Com a recuperação do Senado depois de seis anos de maioria republicana, os democratas deram outro basta à era Trump, embora o resultado apertado reflita a necessidade de consensos. A vitória democrata na Geórgia também marca o fim do reinado do dirigente republicano Mitch McConnell na Câmara Alta, que passará a ser o líder da minoria. McConnell foi durante anos o muro no qual a Administração de Obama se chocou em seus últimos anos, um veterano político orgulhoso do apelido de La Parca [A Morte], por sua capacidade de enterrar projetos da oposição.

A maciça participação da comunidade afro-americana e a mobilização dos jovens foram fundamentais para a vitória de Warnock, que enfrentou a senadora republicana Kelly Loeffler, de 50 anos, e de Ossoff, de 33, que disputou uma vaga contra David Perdue, até o último domingo senador republicano, de 70 anos.

O reverendo Warnock, o primeiro afro-americano a chegar ao Senado pela Geórgia, era um forte adversário. O pastor, que há mais de 15 anos pertence à Igreja Batista Ebenezer, a mesma do líder pelos direitos civis Martin Luther King Jr., foi imediatamente bem recebido pela comunidade, que sentiu sua proximidade em relação aos seus problemas cotidianos. A Geórgia é o segundo Estado com maior população negra do país (33,5%), um grupo demográfico que costuma favorecer os democratas. Por seu lado, Loeffler, que foi escolhida a dedo pelo secretário de Estado da Geórgia depois que um legislador se afastou por problemas de saúde, era uma incógnita.

Embora as pesquisas indicassem uma ligeira vantagem para Ossoff sobre Perdue, sua vitória foi uma surpresa ainda maior. O agora ex-senador conquistou sua cadeira em 2014, quando venceu confortavelmente com 52,9% dos votos. Durante a última semana, o fiel seguidor de Trump não pôde fazer campanha no terreno porque esteve em contato direto com um contagiado por coronavírus. Ossoff será o senador mais jovem na Câmara Alta e também o democrata mais jovem a chegar ao Senado desde Joe Biden, há quase meio século.

Uma das dúvidas da jornada consistia em quanto pesaria ―e se positiva ou negativamente― a retórica do presidente cessante sobre a confiabilidade do sistema eleitoral. Trump denuncia há dois meses sem provas que houve fraude nas eleições de novembro, mas ao mesmo tempo convidava suas bases a votar nos dois candidatos republicanos na Geórgia. O último escândalo relacionado à inédita cruzada do presidente foi a chamada telefônica publicada no domingo na qual Trump pressionou o secretário de Estado da Geórgia, o republicano Brad Raffensperger, para “encontrar” votos suficientes para reverter a vitória de Biden.

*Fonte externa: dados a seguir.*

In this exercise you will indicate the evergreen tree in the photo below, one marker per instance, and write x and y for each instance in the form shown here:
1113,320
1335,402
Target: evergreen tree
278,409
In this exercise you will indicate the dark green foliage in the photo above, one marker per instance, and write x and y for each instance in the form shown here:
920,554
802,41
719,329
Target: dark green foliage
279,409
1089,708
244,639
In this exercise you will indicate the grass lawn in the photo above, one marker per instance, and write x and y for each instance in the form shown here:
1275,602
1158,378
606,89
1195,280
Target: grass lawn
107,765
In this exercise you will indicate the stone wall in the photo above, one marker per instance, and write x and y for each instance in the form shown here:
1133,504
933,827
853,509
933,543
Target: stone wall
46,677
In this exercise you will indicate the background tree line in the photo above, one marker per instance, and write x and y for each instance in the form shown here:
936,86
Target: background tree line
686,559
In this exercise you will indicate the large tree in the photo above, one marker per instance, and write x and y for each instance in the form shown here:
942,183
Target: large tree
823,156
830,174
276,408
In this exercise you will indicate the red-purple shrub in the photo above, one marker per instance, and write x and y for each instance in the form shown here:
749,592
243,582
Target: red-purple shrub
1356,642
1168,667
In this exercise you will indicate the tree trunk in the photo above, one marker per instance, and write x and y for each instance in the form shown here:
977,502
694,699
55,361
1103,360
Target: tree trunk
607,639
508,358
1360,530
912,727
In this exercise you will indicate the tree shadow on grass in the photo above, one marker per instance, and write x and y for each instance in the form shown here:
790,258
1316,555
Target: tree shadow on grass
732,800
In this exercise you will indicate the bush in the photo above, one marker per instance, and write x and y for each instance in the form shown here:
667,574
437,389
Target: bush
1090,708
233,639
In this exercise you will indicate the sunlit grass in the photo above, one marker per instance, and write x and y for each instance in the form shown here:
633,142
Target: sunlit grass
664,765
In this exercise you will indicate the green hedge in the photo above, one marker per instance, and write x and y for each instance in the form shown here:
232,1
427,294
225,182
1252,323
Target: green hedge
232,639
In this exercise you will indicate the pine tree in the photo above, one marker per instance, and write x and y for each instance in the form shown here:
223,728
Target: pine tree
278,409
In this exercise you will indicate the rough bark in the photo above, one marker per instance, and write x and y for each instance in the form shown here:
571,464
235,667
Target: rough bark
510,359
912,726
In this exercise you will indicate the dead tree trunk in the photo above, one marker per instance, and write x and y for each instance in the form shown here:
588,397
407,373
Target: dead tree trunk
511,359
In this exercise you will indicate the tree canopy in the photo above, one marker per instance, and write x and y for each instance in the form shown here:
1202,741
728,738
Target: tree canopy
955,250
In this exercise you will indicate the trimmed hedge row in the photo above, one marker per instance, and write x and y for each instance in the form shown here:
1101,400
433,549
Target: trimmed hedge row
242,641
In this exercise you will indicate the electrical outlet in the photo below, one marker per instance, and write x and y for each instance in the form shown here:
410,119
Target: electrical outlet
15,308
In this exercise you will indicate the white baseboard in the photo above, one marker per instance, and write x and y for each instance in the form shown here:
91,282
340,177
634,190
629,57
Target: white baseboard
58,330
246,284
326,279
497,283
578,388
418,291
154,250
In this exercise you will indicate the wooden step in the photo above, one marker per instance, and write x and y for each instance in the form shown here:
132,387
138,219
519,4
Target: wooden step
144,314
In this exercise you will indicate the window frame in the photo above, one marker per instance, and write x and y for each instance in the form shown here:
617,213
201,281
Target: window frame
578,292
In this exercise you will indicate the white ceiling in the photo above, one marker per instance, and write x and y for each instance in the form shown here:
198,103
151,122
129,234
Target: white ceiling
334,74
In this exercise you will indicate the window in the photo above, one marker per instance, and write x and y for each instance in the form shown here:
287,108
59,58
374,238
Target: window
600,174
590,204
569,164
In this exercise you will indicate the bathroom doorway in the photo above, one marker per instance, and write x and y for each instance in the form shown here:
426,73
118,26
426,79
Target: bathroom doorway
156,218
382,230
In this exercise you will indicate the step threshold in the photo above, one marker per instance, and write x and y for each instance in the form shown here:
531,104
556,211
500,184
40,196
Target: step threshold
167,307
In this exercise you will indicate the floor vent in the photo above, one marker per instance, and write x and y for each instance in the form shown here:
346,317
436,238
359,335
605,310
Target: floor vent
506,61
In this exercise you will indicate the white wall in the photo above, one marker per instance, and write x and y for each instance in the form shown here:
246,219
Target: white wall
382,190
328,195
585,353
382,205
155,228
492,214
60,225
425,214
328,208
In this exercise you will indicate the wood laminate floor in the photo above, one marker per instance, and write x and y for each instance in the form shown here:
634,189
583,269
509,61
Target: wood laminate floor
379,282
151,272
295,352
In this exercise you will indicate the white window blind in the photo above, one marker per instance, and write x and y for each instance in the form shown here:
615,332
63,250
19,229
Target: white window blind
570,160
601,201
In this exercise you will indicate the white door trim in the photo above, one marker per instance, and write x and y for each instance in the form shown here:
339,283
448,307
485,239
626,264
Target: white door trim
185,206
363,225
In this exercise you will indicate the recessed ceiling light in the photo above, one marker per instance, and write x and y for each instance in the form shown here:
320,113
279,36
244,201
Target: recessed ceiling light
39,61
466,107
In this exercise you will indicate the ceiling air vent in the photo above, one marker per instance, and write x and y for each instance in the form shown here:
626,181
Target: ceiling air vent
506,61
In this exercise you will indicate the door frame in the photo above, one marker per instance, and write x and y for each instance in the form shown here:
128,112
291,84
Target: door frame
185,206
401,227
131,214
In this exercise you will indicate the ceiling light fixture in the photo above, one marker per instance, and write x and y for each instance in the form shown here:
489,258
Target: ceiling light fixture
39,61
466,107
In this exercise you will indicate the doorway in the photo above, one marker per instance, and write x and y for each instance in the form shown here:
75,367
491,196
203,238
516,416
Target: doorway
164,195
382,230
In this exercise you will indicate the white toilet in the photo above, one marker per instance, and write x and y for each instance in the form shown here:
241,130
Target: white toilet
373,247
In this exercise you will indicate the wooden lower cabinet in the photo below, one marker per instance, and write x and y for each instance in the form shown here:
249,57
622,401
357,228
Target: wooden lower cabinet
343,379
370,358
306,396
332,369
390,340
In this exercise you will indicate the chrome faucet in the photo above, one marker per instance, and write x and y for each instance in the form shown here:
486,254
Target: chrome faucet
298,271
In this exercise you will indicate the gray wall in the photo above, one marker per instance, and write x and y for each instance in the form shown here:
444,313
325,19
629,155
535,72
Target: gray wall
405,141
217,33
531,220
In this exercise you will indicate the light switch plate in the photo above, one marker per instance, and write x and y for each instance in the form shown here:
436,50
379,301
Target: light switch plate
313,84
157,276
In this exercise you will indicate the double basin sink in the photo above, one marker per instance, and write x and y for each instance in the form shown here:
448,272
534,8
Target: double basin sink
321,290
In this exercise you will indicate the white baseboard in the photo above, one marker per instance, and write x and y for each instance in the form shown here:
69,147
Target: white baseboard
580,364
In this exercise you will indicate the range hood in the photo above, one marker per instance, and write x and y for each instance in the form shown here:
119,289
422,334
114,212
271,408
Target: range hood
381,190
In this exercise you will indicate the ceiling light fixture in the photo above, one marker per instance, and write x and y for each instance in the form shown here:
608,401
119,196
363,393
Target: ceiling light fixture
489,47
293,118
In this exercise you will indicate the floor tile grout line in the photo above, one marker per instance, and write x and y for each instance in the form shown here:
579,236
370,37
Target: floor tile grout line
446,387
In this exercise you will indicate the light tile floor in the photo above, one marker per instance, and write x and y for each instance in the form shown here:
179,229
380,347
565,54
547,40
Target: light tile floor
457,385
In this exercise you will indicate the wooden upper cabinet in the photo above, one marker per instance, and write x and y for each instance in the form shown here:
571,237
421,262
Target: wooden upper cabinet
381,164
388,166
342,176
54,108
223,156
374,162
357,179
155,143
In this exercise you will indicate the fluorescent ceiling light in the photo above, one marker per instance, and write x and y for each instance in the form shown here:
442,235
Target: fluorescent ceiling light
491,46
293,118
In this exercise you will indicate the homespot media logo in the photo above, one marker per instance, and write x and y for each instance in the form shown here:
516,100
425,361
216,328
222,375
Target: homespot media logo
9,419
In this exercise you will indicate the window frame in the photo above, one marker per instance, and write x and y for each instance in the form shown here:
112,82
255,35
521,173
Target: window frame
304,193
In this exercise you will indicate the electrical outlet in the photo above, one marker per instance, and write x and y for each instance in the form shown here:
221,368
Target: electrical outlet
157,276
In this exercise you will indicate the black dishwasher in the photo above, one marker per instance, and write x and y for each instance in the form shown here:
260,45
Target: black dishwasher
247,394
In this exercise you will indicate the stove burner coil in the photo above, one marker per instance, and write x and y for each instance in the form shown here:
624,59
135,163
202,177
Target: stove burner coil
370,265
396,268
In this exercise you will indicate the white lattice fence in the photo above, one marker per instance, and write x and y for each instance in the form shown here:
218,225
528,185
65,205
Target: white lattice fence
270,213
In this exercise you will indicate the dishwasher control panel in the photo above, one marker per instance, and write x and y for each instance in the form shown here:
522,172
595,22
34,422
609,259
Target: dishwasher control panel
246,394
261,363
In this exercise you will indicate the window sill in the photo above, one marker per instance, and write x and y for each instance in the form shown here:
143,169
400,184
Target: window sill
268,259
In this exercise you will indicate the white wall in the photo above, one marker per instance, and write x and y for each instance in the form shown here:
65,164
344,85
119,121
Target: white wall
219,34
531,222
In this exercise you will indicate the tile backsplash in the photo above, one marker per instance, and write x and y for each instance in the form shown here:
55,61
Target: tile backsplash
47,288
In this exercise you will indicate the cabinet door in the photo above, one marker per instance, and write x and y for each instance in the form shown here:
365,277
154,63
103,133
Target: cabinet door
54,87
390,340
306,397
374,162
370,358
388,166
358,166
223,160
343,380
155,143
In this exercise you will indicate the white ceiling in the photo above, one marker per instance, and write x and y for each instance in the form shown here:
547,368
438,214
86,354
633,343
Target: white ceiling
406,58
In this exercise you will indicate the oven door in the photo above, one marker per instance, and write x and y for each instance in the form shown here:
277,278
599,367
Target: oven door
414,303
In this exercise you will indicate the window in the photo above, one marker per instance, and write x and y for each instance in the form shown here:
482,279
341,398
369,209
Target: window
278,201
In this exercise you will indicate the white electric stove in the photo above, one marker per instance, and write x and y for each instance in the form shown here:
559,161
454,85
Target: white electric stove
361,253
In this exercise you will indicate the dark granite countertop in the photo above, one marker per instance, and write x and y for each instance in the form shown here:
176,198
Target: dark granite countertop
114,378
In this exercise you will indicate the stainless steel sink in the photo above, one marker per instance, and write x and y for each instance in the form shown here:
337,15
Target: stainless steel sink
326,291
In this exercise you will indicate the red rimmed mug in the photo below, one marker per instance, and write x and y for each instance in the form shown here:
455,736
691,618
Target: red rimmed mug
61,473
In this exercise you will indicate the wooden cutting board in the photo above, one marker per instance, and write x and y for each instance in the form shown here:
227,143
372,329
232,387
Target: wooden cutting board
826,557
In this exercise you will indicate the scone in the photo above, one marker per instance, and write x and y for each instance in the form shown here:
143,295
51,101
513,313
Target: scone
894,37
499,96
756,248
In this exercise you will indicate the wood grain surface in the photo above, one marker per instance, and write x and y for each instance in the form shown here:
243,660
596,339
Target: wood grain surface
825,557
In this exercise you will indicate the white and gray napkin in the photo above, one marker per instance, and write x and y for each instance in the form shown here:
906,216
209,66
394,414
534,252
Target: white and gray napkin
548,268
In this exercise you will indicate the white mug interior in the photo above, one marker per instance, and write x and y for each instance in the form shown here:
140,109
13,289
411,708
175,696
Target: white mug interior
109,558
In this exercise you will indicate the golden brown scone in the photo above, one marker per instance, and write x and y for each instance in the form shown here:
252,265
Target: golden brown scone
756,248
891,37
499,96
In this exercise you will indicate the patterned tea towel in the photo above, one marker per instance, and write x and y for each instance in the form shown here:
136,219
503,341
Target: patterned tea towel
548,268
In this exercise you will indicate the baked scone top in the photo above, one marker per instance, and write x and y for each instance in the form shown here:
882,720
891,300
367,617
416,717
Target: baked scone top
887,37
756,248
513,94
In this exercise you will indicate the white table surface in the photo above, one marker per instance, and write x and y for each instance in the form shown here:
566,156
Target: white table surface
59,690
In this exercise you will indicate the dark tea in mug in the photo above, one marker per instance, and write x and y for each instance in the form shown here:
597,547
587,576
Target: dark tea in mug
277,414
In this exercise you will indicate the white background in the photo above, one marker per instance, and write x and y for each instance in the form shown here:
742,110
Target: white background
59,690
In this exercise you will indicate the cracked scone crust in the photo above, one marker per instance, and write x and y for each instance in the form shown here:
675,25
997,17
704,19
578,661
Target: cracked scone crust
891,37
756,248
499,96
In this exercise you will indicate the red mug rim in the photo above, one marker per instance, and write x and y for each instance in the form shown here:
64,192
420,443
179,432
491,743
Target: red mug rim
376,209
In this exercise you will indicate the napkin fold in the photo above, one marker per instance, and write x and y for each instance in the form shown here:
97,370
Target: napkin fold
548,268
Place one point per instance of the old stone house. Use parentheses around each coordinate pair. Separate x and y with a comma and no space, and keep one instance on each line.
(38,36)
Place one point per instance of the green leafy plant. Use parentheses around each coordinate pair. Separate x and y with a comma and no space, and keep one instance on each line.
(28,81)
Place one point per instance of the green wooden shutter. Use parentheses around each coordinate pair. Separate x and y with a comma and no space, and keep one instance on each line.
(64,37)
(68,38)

A imigração para a capital e para as áreas residenciais de minorias étnicas e profissionais da indústria cinematográfica favoreceu o Partido Democrata. O núcleo da área metropolitana de Atlanta vem se expandindo rapidamente há uma década e agora representa quase metade do eleitorado do Estado. Esse crescimento do capital progressista conseguiu ganhar o braço de ferro contra a zona rural do Estado, conservadora.

A eleição dos senadores pela Geórgia acontece em uma semana intensa para a política norte-americana. Nesta quarta-feira terá lugar a certificação de Biden como vencedor da eleição presidencial, em uma sessão bicameral no Capitólio, e um grupo cada vez maior de senadores e congressistas republicanos planeja torpedeá-la, embora não tenha votos suficientes para realizar mais do que um ato de rebeldia contra a vontade que os cidadãos norte-americanos expressaram nas urnas.